Monday, February 13, 2017

How the Choir Converted the World (Emmaus Road Publishing)

Music is an essential part of every society. It's art. It's a distraction. It elicits emotions. It's how people express themselves. It's how history is recorded and stories are remembered. Music is also a vital part of religion. In his latest book, How the Choir Converted the World, Mike Aquilina tells us how effectively the earliest Christians used music.

The book begins by taking us back to the Old Testament. The Babylonian Exile has ended. The Temple has been rebuilt. The people have been purified. And then, we have music! Aquilina then takes us even further back and shows us who was Biblically credited with creating the first instruments (Jubal). We also see references to Miriam's song, the walls of Jericho, and the many Psalms of David. The second chapter details music as it was used with pagan sacrifice. Aquilina even goes so far as to compare ancient Roman culture with our culture and how the music and entertainment then was just as abhorrent as what passes today for music in popular culture.

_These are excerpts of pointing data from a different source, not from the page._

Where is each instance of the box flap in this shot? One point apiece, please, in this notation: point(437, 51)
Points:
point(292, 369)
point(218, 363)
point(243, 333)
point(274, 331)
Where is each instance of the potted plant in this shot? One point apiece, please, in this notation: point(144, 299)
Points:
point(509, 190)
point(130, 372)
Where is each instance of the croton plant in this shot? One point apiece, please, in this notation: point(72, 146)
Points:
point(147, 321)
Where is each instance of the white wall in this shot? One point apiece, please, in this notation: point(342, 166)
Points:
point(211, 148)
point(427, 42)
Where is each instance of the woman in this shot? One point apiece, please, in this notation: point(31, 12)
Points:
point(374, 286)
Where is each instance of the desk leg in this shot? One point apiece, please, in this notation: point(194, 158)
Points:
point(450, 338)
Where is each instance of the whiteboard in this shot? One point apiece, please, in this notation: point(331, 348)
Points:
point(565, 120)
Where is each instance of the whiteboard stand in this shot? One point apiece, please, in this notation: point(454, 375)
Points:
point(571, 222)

The book then walks us through important figures and moments Church music history. It begins by discussing music in the times of Apostles, which leads to Ephrem, Ambrose, and Augustine. The book ends with a chapter dedicated to the Te Deum and a closing chapter about what we need to make music more central to our Church again. Aquilina firmly believes that if we utilized music the way the early Church did, then we could change the world for the better.

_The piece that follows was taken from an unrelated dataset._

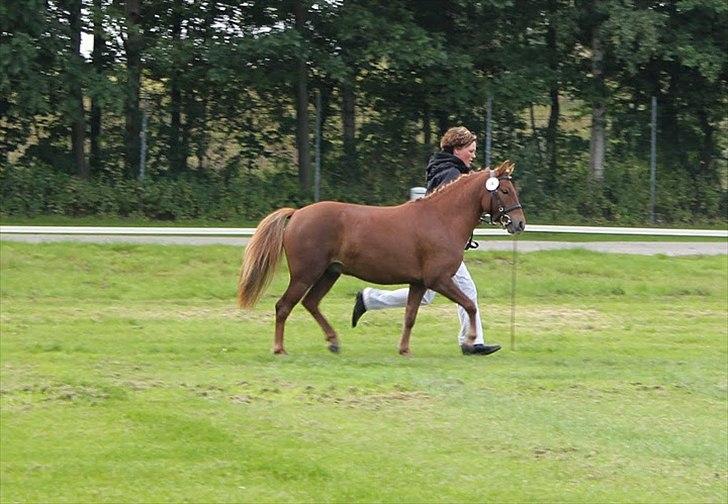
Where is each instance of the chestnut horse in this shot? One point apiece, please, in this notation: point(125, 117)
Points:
point(419, 243)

As with all of Mike Aquilina's books I have read, he shows a great deal of research and scholarship to argue his case effectively. I really like that he continues to focus heavily on the early Church, as it is sadly a forgotten time that more Christians could benefit from learning about. As someone who doesn't have a musical bone in his body and therefore doesn't appreciate music as much as I should, I walked away from this book a lot wiser and more informed. I normally attend an early enough Mass during the week, specifically because there is no singing. However, having learned about both the history and significance of music in the early days of the Church, I realize now that I should not avoid music, merely because I lack the ability to beautifully make it, but I should seek it out and let it transform my life. In doing so, hopefully, I can make a little difference, and slowly perhaps we can transform and convert the world.

This book was provided to me for free by Emmaus Road Publishing in exchange for an honest review.